Turns out, however, that at least one visiting dignitary foiled Castro's intelligence. On his visit to Cuba in 1998, Pope John Paul's assistants discovered and removed several bugging devices from his Holiness' hotel room. Perhaps Castro had a grudge against the Papacy?

Most don't recall, but on January 3rd, 1962, Pope John XXIII ex-communicated Fidel Castro from the Catholic Church.

“His personal magnetism is powerful!” panted Barbara Walters about Fidel Castro during her 2002 interview with the hemisphere’s top torturer of women. “His presence is still commanding!"

Juan Reynaldo Sanchez, a Lieut.
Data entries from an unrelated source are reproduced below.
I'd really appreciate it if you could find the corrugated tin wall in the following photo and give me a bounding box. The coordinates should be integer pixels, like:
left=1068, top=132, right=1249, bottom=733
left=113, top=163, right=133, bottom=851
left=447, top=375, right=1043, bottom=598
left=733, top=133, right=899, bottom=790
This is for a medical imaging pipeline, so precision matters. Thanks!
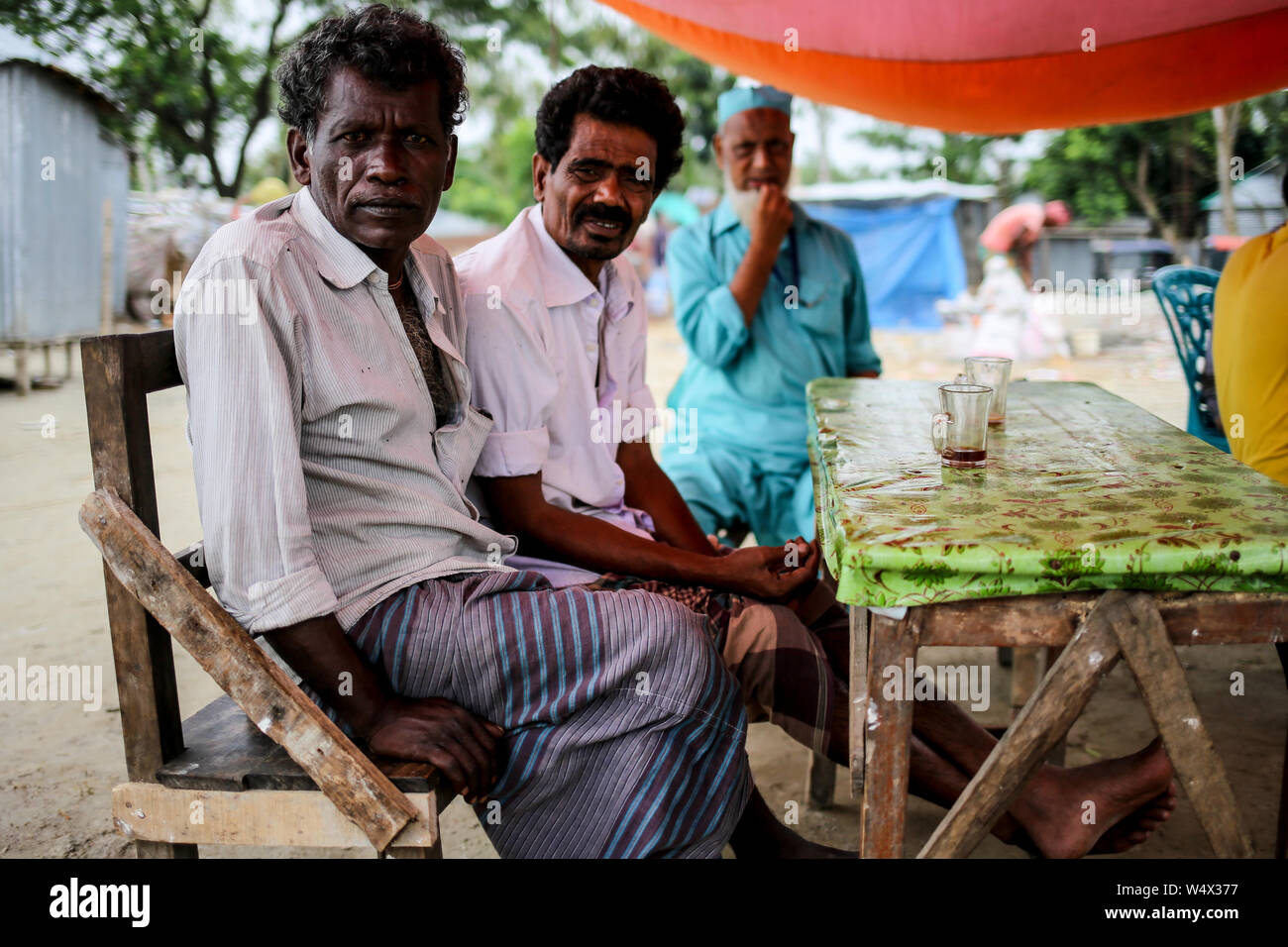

Colonel in Cuba’s Armed Forces who spent 17 years as Fidel Castro’s bodyguard/valet had just been promoted to the position when Barbara Walters visited Cuba for her first interview with the Stalinist dictator in May 1977. Sanchez defected to the U.S. in 2008 and explained to this writer how he was part of the Castroite entourage that accompanied Ms Walters and Fidel to the latter’s island chateau, where they spent the week-end.

Townhall.com ^ | March 15, 2014 | Humberto Fontova



To: combjelly who wrote (775040)3/15/2014 1:43:21 PM
From: i-node  Read Replies (1) | Respond to of 1576311
 
>> Wrong about moving those jobs to China.

Not wrong at all. About a month or two after it was wrongfully declared "Lie of the Year", the facts came out.

uk.reuters.com

>> If you had bothered to read the article, business has increased so much that the workers are working 60 hours a week.

I read the article, but I don't see how increasing business from a record slump is anything astonishing. It is interesting that they're using PT instead of FT workers, but one cannot conceivable know what that it without looking at internal financial data.

But there is nothing in what you posted that even remotely suggests Mitt was wrong about Chrysler; the bankruptcy process that was used will play out over a period of years. As I told you at the time, and I believe Mitt said it as well, the corrupt bankruptcy process left unions in a position of power, and that was a mistake that will ultimately land these companies back in Chapter 11.

Unions are 100% about protecting members from non-members and getting as much as possible for those members now, today, regardless of what it does to the future (see: Detroit public-sector unions, which have left their members high-and-dry with NOTHING).



To: combjelly who wrote (775040)3/15/2014 1:47:26 PM
From: i-node  Respond to of 1576311
 
BTW, looks like liberal Bill Gates understands more economics than the rest of you. I'm glad to see he's agreeing with US now:

"When people say we should raise the minimum wage. I worry about what that does to job creation ... potentially damping demand in the part of the labor spectrum that I’m most worried about." -- Bill Gates, AEI

Finally, a liberal who understands basic economics and isn't afraid to say what he thinks.